Purwakarta, KPonline – Menindaklanjuti rencana aksi unjuk rasa “Tolak Omnibus Law Rancangan Undang-undang (RUU) Cipta Kerja” pada Selasa nanti (17/3). Serikat pekerja atau serikat buruh (SP/SB) yang tergabung dalam Aliansi Buruh Purwakarta (ABP) pada Minggu, 15 Maret 2020 kembali melakukan pertemuan.

Dalam pertemuan tersebut, diputuskan hal-hal sebagai berikut:

Berita Lainnya

1. Bahwa dikarenakan para pimpinan DPRD Kab. Purwakarta pada tanggal 17 Maret 2020 masih berada di luar pulau, mereka siap menerima kita pada hari kamis tanggal 19 Maret 2020. Oleh karena itu, maka rencana aksi yang semula akan dilakukan pada hari Selasa, 17 Maret 2020 disepakati untuk ditunda/ diundur pelaksanaannya pada hari Kamis, 19 Maret 2020.

2. Teknis pemberangkatan tidak berubah yaitu sesuai rencana awal dengan titik kumpul sebagai berikut:

– Kota Bukit Indah.
Mulai pukul 07.00 WIB dan diprakirakan pukul 09.00 WIB sampai diperempatan Sadang.

– Maracang.
Mulai pukul 07.00 WIB dan diprakirakan pukul 09.30 WIB bergabung dengan barisan buruh dari sadang setelah tiba di Kemuning.

– Campaka.
Mulai pukul 07.00 WIB dan diprakirakan pukul 09.00 WIB sampai di Sadang dan selanjutnya masuk barisan di belakang barisan utama (dari Kota Bukit Indah).

– Jatiluhur.
Mulai 07.00 WIB dan diprakirakan pukul 09.30 WIB tiba di Kemuning, menunggu barisan buruh dari Sadang.
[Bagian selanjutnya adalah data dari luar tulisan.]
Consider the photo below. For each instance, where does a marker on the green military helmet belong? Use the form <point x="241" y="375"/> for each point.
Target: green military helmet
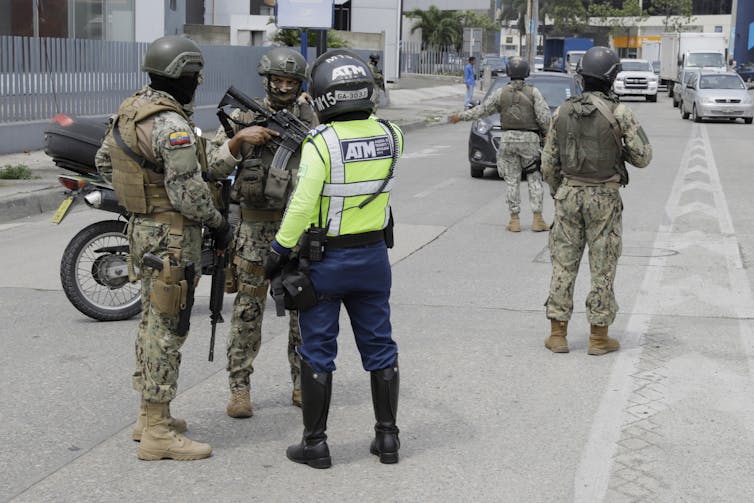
<point x="173" y="56"/>
<point x="283" y="62"/>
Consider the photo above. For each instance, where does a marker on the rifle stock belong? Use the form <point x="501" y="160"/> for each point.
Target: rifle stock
<point x="220" y="263"/>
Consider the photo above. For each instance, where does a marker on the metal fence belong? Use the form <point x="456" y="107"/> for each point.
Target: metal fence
<point x="431" y="61"/>
<point x="41" y="77"/>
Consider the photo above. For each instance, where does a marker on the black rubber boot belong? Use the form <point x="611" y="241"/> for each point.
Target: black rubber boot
<point x="385" y="384"/>
<point x="316" y="390"/>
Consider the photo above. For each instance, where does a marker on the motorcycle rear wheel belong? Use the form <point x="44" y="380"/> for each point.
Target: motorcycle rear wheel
<point x="95" y="280"/>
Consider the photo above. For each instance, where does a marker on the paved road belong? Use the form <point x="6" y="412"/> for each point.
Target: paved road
<point x="486" y="413"/>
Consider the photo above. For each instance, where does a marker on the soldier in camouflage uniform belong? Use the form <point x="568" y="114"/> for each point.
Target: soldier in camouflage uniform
<point x="590" y="139"/>
<point x="154" y="161"/>
<point x="524" y="117"/>
<point x="283" y="71"/>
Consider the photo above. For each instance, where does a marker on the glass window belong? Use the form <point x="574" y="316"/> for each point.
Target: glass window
<point x="721" y="82"/>
<point x="17" y="18"/>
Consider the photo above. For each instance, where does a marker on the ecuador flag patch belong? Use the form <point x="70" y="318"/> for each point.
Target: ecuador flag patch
<point x="179" y="138"/>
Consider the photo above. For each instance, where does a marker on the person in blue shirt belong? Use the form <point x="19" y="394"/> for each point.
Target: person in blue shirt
<point x="469" y="78"/>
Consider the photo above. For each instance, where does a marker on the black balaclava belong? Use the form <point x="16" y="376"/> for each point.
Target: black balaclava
<point x="182" y="88"/>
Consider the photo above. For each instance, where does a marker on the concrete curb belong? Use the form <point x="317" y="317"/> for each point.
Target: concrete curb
<point x="30" y="203"/>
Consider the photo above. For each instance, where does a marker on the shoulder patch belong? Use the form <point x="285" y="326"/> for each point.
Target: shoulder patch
<point x="179" y="138"/>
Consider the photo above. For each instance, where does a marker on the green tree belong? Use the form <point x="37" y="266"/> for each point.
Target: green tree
<point x="440" y="28"/>
<point x="677" y="13"/>
<point x="620" y="20"/>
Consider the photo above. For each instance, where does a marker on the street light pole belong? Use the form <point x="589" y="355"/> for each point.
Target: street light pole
<point x="532" y="11"/>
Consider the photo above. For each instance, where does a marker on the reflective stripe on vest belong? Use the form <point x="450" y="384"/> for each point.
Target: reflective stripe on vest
<point x="337" y="190"/>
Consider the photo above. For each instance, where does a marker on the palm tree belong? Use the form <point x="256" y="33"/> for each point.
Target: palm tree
<point x="439" y="28"/>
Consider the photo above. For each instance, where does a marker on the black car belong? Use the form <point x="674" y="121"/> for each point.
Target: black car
<point x="484" y="139"/>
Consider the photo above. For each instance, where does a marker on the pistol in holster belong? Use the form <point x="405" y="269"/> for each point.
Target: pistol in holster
<point x="172" y="290"/>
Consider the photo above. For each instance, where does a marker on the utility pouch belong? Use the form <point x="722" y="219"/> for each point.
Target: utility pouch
<point x="276" y="188"/>
<point x="169" y="289"/>
<point x="168" y="298"/>
<point x="298" y="287"/>
<point x="248" y="186"/>
<point x="388" y="231"/>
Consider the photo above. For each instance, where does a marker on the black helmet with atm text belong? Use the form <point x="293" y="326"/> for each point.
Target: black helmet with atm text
<point x="340" y="82"/>
<point x="172" y="57"/>
<point x="601" y="63"/>
<point x="518" y="68"/>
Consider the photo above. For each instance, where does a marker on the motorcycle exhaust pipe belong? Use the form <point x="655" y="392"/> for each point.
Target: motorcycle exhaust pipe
<point x="104" y="200"/>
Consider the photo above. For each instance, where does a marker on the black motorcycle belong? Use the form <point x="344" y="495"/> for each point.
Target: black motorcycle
<point x="94" y="267"/>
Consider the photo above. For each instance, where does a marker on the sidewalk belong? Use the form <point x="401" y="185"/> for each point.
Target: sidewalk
<point x="416" y="101"/>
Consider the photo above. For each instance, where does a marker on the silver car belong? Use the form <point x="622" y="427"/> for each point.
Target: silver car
<point x="716" y="96"/>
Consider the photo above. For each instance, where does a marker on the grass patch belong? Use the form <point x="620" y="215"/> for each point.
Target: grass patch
<point x="17" y="172"/>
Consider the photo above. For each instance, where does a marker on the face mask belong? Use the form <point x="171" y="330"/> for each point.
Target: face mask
<point x="182" y="88"/>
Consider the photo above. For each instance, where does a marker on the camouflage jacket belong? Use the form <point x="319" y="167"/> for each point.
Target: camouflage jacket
<point x="636" y="147"/>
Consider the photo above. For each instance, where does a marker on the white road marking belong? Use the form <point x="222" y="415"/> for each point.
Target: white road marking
<point x="594" y="472"/>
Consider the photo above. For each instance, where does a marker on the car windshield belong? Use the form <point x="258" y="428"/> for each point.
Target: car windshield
<point x="636" y="66"/>
<point x="721" y="82"/>
<point x="701" y="59"/>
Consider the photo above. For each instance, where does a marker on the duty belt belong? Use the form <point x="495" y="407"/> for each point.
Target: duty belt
<point x="579" y="183"/>
<point x="354" y="240"/>
<point x="249" y="214"/>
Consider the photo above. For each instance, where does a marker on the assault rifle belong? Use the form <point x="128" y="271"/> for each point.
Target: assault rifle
<point x="219" y="264"/>
<point x="291" y="129"/>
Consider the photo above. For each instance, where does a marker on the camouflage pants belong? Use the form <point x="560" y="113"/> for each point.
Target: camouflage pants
<point x="158" y="354"/>
<point x="512" y="159"/>
<point x="585" y="216"/>
<point x="251" y="246"/>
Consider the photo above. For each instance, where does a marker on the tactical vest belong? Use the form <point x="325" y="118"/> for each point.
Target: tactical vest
<point x="588" y="147"/>
<point x="255" y="167"/>
<point x="140" y="186"/>
<point x="517" y="109"/>
<point x="358" y="157"/>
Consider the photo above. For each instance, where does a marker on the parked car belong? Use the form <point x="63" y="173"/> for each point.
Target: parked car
<point x="484" y="138"/>
<point x="539" y="63"/>
<point x="637" y="78"/>
<point x="716" y="96"/>
<point x="678" y="86"/>
<point x="498" y="66"/>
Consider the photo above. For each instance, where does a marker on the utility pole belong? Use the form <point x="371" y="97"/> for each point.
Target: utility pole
<point x="532" y="12"/>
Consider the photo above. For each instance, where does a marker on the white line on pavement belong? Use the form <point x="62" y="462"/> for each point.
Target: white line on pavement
<point x="594" y="472"/>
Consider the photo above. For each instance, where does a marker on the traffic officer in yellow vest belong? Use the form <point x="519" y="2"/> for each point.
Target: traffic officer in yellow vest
<point x="591" y="137"/>
<point x="345" y="178"/>
<point x="155" y="163"/>
<point x="524" y="117"/>
<point x="283" y="70"/>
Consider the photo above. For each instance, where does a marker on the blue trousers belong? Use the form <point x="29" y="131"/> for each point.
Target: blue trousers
<point x="360" y="279"/>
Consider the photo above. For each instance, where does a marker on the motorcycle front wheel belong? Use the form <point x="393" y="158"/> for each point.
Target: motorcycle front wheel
<point x="94" y="273"/>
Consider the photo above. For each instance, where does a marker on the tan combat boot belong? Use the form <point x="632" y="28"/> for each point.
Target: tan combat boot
<point x="239" y="405"/>
<point x="600" y="343"/>
<point x="539" y="224"/>
<point x="296" y="397"/>
<point x="179" y="425"/>
<point x="557" y="342"/>
<point x="159" y="441"/>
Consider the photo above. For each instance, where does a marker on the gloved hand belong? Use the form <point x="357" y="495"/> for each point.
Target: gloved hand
<point x="222" y="235"/>
<point x="274" y="263"/>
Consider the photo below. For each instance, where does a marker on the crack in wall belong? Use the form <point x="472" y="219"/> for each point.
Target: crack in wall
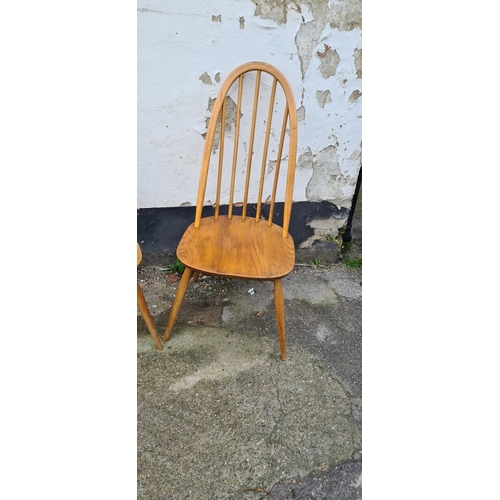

Dan untuk FKI berangkat dari Indofood CKA, Kota Bukit Indah pada pukul 08.30 WIB dan untuk elemen lain yang bergabung dalam aksi kali ini, titik kumpul disesuaikan di Sadang atau di Kemuning.

“Sekali lagi, bahwa aksi penolakan Omnibus Law akan tetap dilaksanakan,” tegas Wahyu Hidayat.

Kemudian, selaku perwakilan FSPMI di Aliansi Buruh Purwakarta (ABP) Wahyu Hidayat menghimbau dan berharap kepada setiap serikat pekerja atau serikat buruh (SP/SB) atau elemen lain yang bergabung dalam aksi nanti. Segera membuat surat pemberitahuan aksi atau perubahan jadwal aksi ,ke Polres Purwakarta sesuai permintaan para pimpinan DPRD Kab. Purwakarta yakni Kamis, 19 Maret 2020.

Terkait Cegah Corona, dihimbau kepada peserta aksi untuk dapat mengenakan masker sebagai bentuk kewaspadaan dan saat ini kampanyekan penolakan Omnibus Law dengan hashtag: #KamiTakutCoronaTapiLebihNgeriOmnibusLawDisahkan. Tambah Wahyu

“Apabila ada perkembangan lain yang krusial, akan disampaikan lebih lanjut,” pungkas Wahyu.

Tetap semangat dan terus berdoa. Semoga keselamatan selalu Alloh SWT limpahkan bagi kita semua. Terimakasih dan mohon dapat dimaklumi. Imbuhnya

Omnibus Law Rancangan Undang-undang (RUU) Cipta Kerja telah menimbulkan gejolak dikalangan kelas pekerja atau kaum buruh. Karena RUU tersebut dinilai merugikan, bahkan unsur masyarakat lain pun seperti Mahasiswa ikut senada dengan buruh.